Can anyone guess how many boxes are here?  How about how much I paid for each?  One thing I always preach to friends and family is there is one sure fire way to make $100 extra a month.  And that is to save $100 from the money you already have.  Like Hope, who will find an extra $30 a week from cutting out soda in her life.  And Ashley, who found a way to cut her car insurance and save money.  For me, I like to coupon.

Personally I spend between $300-$500 a month and I get at the very least $1200 worth of products each month.  Most of the time it is like $1500-$1800.  This picture alone retail value is at least $560.  That is going off that they are $4 a box.  So this new business venture you ask?

Arbitrage!

Now I won’t go into detail about this for I will be have an introduction post to this on my blog when it launches (which is one month away!  eek, gad),

Someone asked me why I wasn’t planning to increase my pay if one of my ventures panned out, this is the reason why.  I want to be able to able to put in all the money I make off this venture back into the business to be able to increase my inventory quickly and steadily.  Now this isn’t to say that I won’t take the money once I get to a point, but I haven’t made it a goal to do just yet.

Now I might get criticized about this, and I am prepared for it.  I do plan to add to my emergency fund, hit debt head on, but I won’t let this hurdle stop my entrepreneur spirit.  I won’t go into more debt from it, for I swore I wouldn’t use any cards to fund this project.

I was thinking about doing a weekly update on my own personal shopping trips and what I got and for how much.  If anyone is interested in seeing this let me know in the comments!


39 Comments

  • Reply gloria-victoria |

    Buying groceries in big quantities is only as good as you ability to eat them before they go bad or bugs get into it.

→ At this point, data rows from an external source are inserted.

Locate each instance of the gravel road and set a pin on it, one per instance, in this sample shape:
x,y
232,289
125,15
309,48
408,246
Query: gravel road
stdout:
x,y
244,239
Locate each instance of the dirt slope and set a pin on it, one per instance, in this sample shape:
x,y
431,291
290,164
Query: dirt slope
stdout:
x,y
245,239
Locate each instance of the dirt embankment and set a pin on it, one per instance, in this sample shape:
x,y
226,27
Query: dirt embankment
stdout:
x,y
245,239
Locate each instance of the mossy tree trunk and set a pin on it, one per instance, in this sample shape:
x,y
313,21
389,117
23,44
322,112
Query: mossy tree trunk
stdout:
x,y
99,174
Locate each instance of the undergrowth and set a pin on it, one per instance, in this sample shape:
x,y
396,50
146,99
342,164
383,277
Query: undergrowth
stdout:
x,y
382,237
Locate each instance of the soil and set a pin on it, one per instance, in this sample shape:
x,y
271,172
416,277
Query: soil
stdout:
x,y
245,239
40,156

I tried this but found I could not eat, drink or otherwise use such ‘great deals’ before my family got tired if eating that thing.

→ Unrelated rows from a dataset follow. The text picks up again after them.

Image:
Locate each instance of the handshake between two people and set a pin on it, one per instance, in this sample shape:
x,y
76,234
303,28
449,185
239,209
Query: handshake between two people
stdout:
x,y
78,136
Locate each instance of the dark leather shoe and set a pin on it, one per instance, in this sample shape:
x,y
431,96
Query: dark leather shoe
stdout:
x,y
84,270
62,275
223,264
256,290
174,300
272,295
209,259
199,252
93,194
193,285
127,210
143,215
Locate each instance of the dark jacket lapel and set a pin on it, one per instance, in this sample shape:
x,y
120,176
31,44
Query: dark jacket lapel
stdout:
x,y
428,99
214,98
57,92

    It did not matter to them that I got 57 pounds of hot dogs free. They did not want to have hot dogs in any incarnation 2-3 times a week to eat them up. This happened time and time again. As soon as I found a ‘cracking deal’ they would suddenly decide that they really did not like !!!!!! so much. Now I buy all thing in moderation and only enough to last the 12 week cycle that the grocery industry has.

    • Reply Jim |

      It all depends on the product Gloria. Personally I bought myself 20 additional boxes for myself, One box lasts me 3 days, and I eat cereal about 5 days a week. You are right about getting only what you can use. I have a price book and an inventory spreadsheet of what exactly is in my stockpile. There are many things that I keep more of, I have a year supply of both laundry detergent and toilet paper.

  • Reply Joe |

    I would make sure that you’re conservative about the true value of the goods you’re purchasing. For instance, is that cereal in the picture really worth $4 a box? (I don’t know). It seems like it might be difficult to find people who will pay $4 a box when the grocery store is selling them for half-price pretty regularly (at least where I live).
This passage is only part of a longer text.